Из той жизни помню еще, как нам после ужасного голода стали присылать американскую свиную тушенку. Мы ели ее со свежим хлебом, отламывая маленькие кусочки, это был праздник жизни. Вот в этой обстановке шли спектакли балетов Большого театра. Жизнь длилась…
Из-за стены целый день слышалась арфа, играла Вера Георгиевна Дулова. Вера Георгиевна – гений арфы, но и ей надо было зарабатывать на жизнь. По вечерам ее приглашали на какой-нибудь номерной завод. Мы видели, как приходили два здоровых мужика, брали арфу на плечи, и золотая арфа плыла под снегом по ночному Куйбышеву. Машин не было, двое работяг несли арфу, Вера Георгиевна шла за ними следом на военный завод, который выпускал снаряды. Когда она приходила, смена не прерывалась, люди продолжали работать, а Дулова своими пухлыми ручками перебирала струны арфы, и над цехом неслась божественная музыка…
Номерные заводы платили большие деньги за концерт, потому что люди там работали круглые сутки, и их надо было как-то умиротворять, поддерживать, ведь они трудились день и ночь, день и ночь, в три смены. Одни спали полночи, вставали, потом другие ложились на эти места, спали и снова вставали к станкам, это была страшная круговерть военной действительности. Не знаю, что играла Вера Георгиевна тогда, но в памяти осталась ее золотая арфа, плывущая по ночному Куйбышеву под снегом, падающим с черного неба, мимо домов с заклеенными крест-накрест окнами…
Сейчас, когда я бываю в поликлинике Союза театральных деятелей, то вспоминаю Веру Георгиевну, потому что там в вестибюле сидит арфистка, которая играет, отвлекая пациентов от мрачных мыслей и звуков бормашины. Особенно эффектно она выглядит во время эпидемий гриппа, так как половина ее лица закрыта марлевой маской. Завладеть ее вниманием мне удалось только репликой, что я хорошо знал Веру Георгиевну Дулову.
Близился конец эвакуации. В начале 1943 года Большой театр и вместе с ним мы возвратились в Москву.
Возвращение в Москву
В конце 1943 года я начал снова ходить в школу, уже московскую.

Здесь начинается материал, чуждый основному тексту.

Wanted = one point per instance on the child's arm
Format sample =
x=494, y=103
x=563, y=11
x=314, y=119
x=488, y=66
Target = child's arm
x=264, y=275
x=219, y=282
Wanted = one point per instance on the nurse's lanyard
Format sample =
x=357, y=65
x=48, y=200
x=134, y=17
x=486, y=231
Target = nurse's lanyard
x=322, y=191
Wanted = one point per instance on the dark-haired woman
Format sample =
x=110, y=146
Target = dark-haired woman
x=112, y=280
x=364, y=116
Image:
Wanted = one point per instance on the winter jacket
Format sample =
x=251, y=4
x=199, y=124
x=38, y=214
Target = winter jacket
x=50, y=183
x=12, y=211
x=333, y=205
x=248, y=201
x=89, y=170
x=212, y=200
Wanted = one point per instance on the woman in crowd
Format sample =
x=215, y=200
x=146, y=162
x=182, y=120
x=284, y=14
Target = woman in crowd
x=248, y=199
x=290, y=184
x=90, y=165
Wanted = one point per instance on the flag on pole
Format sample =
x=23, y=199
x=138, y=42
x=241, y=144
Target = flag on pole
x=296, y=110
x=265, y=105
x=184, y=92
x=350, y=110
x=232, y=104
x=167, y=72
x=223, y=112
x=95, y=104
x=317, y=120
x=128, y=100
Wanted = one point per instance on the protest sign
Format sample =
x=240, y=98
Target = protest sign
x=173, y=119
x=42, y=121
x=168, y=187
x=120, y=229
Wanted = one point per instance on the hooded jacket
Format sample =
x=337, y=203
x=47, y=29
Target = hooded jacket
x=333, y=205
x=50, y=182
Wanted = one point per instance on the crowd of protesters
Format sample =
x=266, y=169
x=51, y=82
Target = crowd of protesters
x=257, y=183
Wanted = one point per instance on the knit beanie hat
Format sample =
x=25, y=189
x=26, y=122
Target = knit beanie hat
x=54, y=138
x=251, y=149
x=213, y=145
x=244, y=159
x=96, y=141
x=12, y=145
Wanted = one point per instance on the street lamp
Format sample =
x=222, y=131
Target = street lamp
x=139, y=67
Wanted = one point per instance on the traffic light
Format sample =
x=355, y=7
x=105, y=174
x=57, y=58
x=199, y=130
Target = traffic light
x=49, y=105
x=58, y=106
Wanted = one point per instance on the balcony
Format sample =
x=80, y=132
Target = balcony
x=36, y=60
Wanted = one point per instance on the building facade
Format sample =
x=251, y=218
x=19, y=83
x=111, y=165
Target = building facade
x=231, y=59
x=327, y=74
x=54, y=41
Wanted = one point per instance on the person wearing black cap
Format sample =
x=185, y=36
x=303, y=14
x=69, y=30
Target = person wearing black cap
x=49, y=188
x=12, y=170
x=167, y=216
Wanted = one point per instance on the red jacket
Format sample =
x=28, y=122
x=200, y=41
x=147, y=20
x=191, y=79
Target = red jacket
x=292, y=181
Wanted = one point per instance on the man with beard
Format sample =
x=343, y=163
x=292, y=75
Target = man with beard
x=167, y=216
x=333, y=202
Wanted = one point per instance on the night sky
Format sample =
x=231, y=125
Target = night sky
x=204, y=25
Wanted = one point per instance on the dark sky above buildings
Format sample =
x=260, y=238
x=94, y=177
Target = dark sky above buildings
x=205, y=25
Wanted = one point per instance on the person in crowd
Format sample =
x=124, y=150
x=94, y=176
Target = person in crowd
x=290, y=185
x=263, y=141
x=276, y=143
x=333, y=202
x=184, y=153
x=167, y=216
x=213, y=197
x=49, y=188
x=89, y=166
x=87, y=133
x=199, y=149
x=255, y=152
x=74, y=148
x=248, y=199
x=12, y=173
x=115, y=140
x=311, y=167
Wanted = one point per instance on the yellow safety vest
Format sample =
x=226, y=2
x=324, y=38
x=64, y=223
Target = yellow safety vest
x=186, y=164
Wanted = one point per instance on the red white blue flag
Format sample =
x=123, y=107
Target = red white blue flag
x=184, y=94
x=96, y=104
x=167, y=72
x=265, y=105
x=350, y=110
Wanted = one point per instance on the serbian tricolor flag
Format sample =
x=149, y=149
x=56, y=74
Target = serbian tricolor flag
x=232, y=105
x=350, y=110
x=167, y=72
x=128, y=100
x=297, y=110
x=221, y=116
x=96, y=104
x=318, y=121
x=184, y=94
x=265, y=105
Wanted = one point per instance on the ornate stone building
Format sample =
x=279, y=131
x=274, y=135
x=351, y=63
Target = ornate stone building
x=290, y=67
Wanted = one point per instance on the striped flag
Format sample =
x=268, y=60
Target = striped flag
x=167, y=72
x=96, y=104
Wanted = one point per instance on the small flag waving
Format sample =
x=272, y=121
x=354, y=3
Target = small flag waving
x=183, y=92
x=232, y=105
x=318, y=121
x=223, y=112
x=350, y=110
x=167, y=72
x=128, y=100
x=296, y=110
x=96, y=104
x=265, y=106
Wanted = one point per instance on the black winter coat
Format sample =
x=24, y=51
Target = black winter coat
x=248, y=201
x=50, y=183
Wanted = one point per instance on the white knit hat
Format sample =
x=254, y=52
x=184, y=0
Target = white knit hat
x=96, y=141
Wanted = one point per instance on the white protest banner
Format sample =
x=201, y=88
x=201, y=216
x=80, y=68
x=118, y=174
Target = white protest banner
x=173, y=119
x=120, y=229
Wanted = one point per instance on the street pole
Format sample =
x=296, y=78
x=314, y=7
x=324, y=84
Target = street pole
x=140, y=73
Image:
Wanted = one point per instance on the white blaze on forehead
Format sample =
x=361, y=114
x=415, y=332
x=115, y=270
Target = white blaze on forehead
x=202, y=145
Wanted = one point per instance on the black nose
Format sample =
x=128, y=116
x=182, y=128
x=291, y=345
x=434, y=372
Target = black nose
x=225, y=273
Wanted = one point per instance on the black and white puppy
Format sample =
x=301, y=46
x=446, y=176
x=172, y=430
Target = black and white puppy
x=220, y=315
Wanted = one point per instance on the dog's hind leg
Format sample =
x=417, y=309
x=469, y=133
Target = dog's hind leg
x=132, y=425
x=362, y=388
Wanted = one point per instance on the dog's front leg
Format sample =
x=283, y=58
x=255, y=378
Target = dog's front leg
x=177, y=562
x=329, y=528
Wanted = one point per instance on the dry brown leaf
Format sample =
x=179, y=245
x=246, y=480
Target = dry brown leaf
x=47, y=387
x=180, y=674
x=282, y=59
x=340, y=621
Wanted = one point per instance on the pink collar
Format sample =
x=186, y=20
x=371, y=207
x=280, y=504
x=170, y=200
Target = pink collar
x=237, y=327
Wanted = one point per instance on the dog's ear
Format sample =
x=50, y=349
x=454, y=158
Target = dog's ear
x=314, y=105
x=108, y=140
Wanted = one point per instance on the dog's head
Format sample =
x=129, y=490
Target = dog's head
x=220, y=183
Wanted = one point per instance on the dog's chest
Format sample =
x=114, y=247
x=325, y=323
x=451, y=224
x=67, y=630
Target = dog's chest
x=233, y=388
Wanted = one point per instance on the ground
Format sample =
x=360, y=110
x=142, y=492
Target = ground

Время было очень тяжелое. Здание плохо отапливалось, классы были переполнены: в маленькую комнату набивалось больше сорока человек. Учителя часто менялись, и мы всегда с неприязнью встречали новые лица.
Но подлинной моей страстью стала игра в футбол, которому я посвящал все свободное время после уроков. В те минуты, которые мы урывали до начала учебного дня или во время перемен, игра вспыхивала с неистовой силой прямо на школьном дворе, хотя по размерам он был значительно меньше футбольного поля. Мяч достать тогда было невозможно, и мы играли или консервной банкой, или клизмой с отрезанным кончиком, или просто тряпкой, в которую заворачивали какие-то мелкие предметы. Но наша наивная детская страсть к игре торжествовала, и мы влетали в класс после звонка безумно разгоряченными и находились всем своим организмом еще в игре, а уже надо было перестраиваться и извлекать квадратный корень из какого-нибудь числа.